Karawang-Bekasi sejak 21 Juli 1947 adalah kesedihan. Haji Sidin masih ingat bagaimana di perbatasan antara kedua kota itu terjadi pertempuran yang cukup besar selama tiga hari berturut-turut antara para pejuang Indonesia dengan para serdadu Belanda.
“Itu yang mati banyak. Ratusan mungkin jumlahnya, ya tentara ya masyarakat biasa,” kenang lelaki berusia 91 tahun itu.
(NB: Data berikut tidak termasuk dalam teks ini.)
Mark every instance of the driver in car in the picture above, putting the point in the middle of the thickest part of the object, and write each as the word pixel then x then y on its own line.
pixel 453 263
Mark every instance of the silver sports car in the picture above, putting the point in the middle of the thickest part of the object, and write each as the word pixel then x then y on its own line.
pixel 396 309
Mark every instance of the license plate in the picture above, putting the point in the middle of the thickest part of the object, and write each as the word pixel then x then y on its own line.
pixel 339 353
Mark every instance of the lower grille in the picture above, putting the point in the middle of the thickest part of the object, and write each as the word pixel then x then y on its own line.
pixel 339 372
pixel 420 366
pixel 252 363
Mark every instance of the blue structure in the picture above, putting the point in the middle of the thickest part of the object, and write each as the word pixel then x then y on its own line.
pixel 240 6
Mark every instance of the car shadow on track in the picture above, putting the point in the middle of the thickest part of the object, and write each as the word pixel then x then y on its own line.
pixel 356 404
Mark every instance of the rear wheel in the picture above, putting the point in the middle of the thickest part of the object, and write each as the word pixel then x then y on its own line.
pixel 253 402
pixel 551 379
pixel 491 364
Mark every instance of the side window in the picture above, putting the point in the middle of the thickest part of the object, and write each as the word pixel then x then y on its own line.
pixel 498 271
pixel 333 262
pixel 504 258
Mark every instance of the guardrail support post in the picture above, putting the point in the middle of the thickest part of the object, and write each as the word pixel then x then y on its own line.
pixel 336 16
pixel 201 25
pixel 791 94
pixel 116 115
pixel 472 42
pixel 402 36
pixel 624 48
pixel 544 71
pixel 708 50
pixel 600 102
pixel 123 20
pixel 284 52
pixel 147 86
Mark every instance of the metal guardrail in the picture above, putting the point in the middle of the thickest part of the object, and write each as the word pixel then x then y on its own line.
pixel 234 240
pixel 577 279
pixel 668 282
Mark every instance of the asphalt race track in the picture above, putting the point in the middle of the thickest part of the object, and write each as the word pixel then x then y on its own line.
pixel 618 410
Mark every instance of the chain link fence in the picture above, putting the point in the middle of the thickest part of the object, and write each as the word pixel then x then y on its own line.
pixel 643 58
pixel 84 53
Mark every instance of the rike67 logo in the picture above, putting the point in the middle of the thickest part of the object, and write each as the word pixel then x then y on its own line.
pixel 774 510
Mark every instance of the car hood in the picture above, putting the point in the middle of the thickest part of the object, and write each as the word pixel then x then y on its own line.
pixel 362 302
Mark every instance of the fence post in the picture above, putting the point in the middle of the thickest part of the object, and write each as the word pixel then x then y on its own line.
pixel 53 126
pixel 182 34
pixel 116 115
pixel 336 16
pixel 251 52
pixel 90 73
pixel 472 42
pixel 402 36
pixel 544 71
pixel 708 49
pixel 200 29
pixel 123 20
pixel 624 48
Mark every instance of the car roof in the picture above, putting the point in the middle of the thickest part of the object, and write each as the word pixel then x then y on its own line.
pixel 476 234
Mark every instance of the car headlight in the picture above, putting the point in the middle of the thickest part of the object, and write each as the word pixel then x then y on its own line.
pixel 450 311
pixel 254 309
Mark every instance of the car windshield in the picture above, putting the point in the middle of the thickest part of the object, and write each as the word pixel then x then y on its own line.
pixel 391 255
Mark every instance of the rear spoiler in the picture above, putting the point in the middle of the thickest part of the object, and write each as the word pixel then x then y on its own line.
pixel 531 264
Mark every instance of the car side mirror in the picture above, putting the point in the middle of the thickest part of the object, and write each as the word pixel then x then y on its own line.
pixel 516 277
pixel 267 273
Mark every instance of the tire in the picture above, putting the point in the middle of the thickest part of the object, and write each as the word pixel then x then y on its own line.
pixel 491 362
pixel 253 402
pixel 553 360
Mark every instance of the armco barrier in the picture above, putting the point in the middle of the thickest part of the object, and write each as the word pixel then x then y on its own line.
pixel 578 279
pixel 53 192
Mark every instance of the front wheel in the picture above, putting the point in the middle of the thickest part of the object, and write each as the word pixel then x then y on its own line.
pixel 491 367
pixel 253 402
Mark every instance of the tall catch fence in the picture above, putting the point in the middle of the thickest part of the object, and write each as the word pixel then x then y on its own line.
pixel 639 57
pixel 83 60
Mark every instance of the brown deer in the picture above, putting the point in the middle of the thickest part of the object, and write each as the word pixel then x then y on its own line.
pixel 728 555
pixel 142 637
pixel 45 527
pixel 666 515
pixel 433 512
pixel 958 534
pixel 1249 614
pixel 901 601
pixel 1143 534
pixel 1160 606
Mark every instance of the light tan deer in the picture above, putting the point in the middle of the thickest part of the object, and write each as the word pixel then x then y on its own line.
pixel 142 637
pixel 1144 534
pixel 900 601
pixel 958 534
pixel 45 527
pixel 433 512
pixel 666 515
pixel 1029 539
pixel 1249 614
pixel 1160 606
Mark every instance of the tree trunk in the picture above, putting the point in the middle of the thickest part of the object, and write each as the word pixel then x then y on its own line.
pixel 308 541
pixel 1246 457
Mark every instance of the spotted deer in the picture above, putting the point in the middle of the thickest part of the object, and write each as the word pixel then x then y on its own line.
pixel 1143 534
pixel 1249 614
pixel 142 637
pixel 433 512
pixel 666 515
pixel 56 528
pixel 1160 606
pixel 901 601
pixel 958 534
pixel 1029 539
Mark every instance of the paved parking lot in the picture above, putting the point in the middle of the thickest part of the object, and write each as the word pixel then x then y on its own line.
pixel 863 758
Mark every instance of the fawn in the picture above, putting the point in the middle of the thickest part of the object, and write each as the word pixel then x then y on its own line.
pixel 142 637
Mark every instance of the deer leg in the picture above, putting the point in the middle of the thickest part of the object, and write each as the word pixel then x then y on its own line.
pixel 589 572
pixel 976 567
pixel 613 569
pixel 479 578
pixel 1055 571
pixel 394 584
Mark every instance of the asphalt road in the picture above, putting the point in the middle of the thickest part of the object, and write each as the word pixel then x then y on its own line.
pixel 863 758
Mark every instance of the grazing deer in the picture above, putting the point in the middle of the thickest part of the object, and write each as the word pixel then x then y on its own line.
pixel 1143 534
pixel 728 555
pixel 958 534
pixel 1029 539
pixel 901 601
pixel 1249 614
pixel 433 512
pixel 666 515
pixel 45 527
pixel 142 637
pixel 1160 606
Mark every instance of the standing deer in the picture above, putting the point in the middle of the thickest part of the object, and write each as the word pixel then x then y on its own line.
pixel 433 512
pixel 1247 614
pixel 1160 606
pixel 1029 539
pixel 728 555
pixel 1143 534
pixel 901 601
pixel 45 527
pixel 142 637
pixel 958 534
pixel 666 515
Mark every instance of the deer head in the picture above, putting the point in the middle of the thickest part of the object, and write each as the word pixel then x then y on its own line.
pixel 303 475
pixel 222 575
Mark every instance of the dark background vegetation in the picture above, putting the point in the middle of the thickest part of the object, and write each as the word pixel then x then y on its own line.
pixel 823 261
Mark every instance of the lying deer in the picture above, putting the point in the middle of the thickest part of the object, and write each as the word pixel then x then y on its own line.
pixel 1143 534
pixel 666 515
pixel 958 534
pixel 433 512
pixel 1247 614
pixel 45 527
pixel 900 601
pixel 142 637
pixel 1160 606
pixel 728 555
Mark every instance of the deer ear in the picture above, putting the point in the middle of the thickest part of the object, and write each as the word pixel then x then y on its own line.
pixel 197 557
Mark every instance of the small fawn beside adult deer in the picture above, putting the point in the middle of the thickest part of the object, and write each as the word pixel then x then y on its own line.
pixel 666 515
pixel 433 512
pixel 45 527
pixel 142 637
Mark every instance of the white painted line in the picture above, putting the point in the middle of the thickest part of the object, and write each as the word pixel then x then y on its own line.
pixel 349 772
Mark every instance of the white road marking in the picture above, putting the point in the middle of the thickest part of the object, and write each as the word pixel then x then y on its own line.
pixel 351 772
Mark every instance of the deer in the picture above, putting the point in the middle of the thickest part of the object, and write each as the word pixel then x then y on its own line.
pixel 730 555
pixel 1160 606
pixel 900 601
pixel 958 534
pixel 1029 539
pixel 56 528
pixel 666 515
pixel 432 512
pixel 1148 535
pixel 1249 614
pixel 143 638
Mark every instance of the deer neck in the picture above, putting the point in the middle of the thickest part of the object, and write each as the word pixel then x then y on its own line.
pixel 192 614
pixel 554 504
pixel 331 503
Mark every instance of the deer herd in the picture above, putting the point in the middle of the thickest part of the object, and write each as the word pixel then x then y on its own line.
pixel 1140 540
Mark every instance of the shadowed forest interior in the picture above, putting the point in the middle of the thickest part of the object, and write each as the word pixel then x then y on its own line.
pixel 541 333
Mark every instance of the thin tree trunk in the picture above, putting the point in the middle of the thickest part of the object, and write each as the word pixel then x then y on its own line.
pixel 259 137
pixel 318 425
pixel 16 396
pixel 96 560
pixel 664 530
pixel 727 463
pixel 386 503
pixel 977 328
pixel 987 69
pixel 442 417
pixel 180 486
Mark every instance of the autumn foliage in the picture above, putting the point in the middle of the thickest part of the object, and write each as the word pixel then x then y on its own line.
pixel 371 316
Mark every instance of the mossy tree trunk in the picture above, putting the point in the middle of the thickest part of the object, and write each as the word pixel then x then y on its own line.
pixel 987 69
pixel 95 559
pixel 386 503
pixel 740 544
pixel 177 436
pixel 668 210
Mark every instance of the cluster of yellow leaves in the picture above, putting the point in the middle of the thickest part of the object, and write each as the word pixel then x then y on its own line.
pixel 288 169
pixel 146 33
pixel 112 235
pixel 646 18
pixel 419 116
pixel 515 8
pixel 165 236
Dalam Gangsters and Revolutionaries, sejarawan Robert B. Cribb menyebut pertempuran besar dan brutal itu terjadi setelah para serdadu Belanda dari Batalyon 3-9-RI Divisi 7 Desember merangsek ke Karawang via Bekasi. Penyerbuan itu dilakukan, persis sehari setelah Gubernur Jenderal NICA (Pemerintah Sipil Hindia Belanda) H.J. van Mook mengumumkan pembatalan sepihak kesepakatan Perjanjian Linggarjati yang pernah ditandatangani oleh Indonesia dan Belanda beberapa bulan sebelumnya. Inilah yang mengawali Aksi Polisional I Belanda (pihak Republik menyebutnya sebagai Agresi Militer Belanda I).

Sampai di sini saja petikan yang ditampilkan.